ORDERS: According to Xinhua and CCTV’s readouts, Xi gave a speech at the thermal power company. He emphasised that pursuing carbon-peaking and carbon neutrality “is not what others ask us to do, but [something] we do on our own initiative” – a slogan Xi had previously used in reference to China’s efforts to tackle climate change. Xi also stated that achieving “dual-carbon” goals was not something that “can wait” or “be rushed”, instead it should be carried out steadily. He called on the factory’s workers – and by extension all energy workers in China – to recognise that China was “rich in coal, poor in oil and low in gas”. He ordered them to strengthen coal and energy supply.
NON-FOSSIL: China’s installed capacity of non-fossil power generation is expected to account for half of its total power generation capacity for the first time by the end of 2022. The prediction was made by the China Electricity Council (CEC) – a state-approved not-for-profit organisation. It projected that China’s total installed capacity of power generation would reach 2,600GW by the end of this year and around 1,300GW of it would be non-fossil.

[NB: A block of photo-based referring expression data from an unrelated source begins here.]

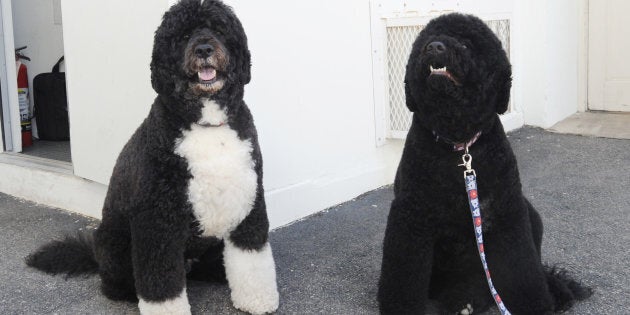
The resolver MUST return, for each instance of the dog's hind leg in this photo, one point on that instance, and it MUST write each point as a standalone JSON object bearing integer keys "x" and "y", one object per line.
{"x": 209, "y": 266}
{"x": 158, "y": 246}
{"x": 461, "y": 288}
{"x": 113, "y": 252}
{"x": 514, "y": 263}
{"x": 407, "y": 262}
{"x": 537, "y": 227}
{"x": 249, "y": 264}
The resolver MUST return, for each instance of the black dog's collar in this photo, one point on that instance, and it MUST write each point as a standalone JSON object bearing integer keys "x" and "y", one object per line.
{"x": 458, "y": 146}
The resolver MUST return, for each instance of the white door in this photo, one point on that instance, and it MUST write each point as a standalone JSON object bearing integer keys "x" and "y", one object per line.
{"x": 608, "y": 52}
{"x": 11, "y": 129}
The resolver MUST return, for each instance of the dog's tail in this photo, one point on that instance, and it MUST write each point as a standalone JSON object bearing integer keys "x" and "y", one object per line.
{"x": 564, "y": 289}
{"x": 72, "y": 256}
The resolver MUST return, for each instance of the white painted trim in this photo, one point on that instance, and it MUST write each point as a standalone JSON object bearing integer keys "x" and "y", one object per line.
{"x": 305, "y": 198}
{"x": 596, "y": 51}
{"x": 50, "y": 183}
{"x": 9, "y": 53}
{"x": 512, "y": 121}
{"x": 583, "y": 55}
{"x": 379, "y": 73}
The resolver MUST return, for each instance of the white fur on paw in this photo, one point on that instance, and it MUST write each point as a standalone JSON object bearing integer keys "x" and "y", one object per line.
{"x": 467, "y": 310}
{"x": 175, "y": 306}
{"x": 251, "y": 276}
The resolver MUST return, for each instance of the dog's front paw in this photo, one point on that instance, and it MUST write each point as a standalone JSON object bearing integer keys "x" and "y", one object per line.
{"x": 251, "y": 276}
{"x": 175, "y": 306}
{"x": 260, "y": 302}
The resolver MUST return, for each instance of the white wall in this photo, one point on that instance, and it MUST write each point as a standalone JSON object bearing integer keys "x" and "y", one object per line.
{"x": 311, "y": 94}
{"x": 549, "y": 43}
{"x": 34, "y": 26}
{"x": 108, "y": 49}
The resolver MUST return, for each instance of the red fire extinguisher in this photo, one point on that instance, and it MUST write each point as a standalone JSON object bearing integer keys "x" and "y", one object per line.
{"x": 23, "y": 99}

In 2011, China’s non-fossil capacity reached 1,120GW, making up 47% of the overall capacity and overtaking that of coal power for the first time, the CEC said.
RENEWABLE: The CEC’s report projected the installed capacity of China’s wind and solar power to be 380GW and 400GW, respectively, in 2022. Carbon Brief has calculated the figures against the 2021 year-end figures from the National Energy Administration. The calculations showed that – based on the CEC’s forecasts – China’s wind and solar power capacity will increase by around 52GW and 93GW, respectively, this year. Their combined growth – at 145GW – would be a 44% year-on-year leap from the 101GW increase in 2021. (Last week’s China Briefing reported on the rise of wind and solar power in 2021 in China.)
GLOBAL CALL: A new paper has found that China’s role in international collaboration and coordination in climate action is “increasingly important”. The paper – authored by policy advisers from the Grantham Research Institute on Climate Change and the Environment in London – said that the finding reflected “the growing and intensifying economic ties between China and the rest of the world, particularly emerging markets and developing economies”. Apart from recognising China’s achievements to date, the paper called on the nation to go further to play a bigger role in global climate cooperation.
OPPORTUNITIES: Lucie Qian Xia, a co-author of the above paper, told Carbon Brief: “In lieu of focusing on China as a source of climate risk, given its status as the world’s largest emitter of carbon dioxide, we found enormous opportunities for China to become a stronger leader in climate action and diplomacy, which comes with its potential transition from a carbon-intensive manufacturing growth model to a more sustainable path; this relates particularly strongly to China’s roles as a source of investment in energy infrastructure, as a creditor and provider of sustainable development finance, and as a pioneer in research and innovation for green technologies and solutions.”